Original topic: RAFT GROUP LEADER问题

| username: TiDBer_Terry261

[TiDB Usage Environment] Production Environment / Testing / PoC
[TiDB Version]
[Reproduction Path]
[Encountered Problem: Problem Phenomenon and Impact]
Added two TiKV nodes and created an index on a large table.


From the screenshot, it is observed that the LEADER on some TiKVs periodically drops to 0 and then instantly recovers. Does anyone know what is happening?
[Resource Configuration]
[Attachments: Screenshots/Logs/Monitoring]
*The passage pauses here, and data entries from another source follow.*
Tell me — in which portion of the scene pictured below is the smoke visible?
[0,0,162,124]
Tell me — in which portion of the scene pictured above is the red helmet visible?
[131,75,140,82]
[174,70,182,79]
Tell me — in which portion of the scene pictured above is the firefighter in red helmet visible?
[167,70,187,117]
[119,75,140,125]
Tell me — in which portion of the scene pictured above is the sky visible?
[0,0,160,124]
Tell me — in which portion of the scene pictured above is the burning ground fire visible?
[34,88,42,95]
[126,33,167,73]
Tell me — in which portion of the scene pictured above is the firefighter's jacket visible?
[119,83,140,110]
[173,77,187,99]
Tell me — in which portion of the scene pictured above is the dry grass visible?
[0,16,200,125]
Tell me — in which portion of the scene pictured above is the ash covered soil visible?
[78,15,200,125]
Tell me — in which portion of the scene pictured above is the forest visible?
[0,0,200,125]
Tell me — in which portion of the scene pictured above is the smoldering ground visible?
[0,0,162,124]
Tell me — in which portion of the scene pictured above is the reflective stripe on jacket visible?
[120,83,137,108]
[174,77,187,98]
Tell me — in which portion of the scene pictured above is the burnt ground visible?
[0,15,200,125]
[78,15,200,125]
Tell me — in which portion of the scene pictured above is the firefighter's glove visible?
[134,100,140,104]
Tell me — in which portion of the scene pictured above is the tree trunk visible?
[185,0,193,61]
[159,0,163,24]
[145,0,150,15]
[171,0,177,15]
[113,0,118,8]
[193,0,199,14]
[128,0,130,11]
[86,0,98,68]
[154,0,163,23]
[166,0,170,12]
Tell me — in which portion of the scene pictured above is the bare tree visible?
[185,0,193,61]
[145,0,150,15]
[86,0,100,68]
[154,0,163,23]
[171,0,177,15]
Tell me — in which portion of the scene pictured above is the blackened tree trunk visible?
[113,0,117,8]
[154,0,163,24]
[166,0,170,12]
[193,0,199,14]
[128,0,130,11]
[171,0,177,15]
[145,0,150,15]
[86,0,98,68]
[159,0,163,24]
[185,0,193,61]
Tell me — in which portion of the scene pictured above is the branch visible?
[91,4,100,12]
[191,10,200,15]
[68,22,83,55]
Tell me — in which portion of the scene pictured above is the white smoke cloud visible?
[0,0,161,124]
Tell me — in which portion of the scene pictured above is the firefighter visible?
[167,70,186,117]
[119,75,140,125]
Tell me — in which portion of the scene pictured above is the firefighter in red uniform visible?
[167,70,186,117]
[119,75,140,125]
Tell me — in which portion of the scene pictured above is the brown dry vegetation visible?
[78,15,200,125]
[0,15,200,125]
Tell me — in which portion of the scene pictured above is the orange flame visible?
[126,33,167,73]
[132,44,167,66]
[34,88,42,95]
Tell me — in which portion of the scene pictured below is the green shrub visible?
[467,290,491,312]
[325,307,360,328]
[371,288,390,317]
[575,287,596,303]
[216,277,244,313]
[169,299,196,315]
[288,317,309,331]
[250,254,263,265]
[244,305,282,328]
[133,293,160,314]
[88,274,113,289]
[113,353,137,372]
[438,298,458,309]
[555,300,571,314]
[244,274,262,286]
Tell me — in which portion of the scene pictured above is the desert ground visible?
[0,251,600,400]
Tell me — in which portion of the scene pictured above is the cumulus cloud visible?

| username: tidb菜鸟一只 | Original post link

Are those the nodes where multiple TiKV nodes are deployed on a single machine? Have those nodes implemented resource isolation?

| username: TiDBer_Terry261 | Original post link

Two machines with good performance were used to install two TiKV instances each. No isolation was implemented.

| username: tidb菜鸟一只 | Original post link

It is recommended to use NUMA for resource isolation. Also, are the data directories of these two nodes mounted under the same root directory?

| username: TiDBer_Terry261 | Original post link

It is necessary to do some isolation. I checked the LINUX system logs and found that the TIKV process was killed by the system, then TIKV immediately restarted itself, resulting in the graph shown in the monitoring.

| username: system | Original post link

This topic was automatically closed 60 days after the last reply. New replies are no longer allowed.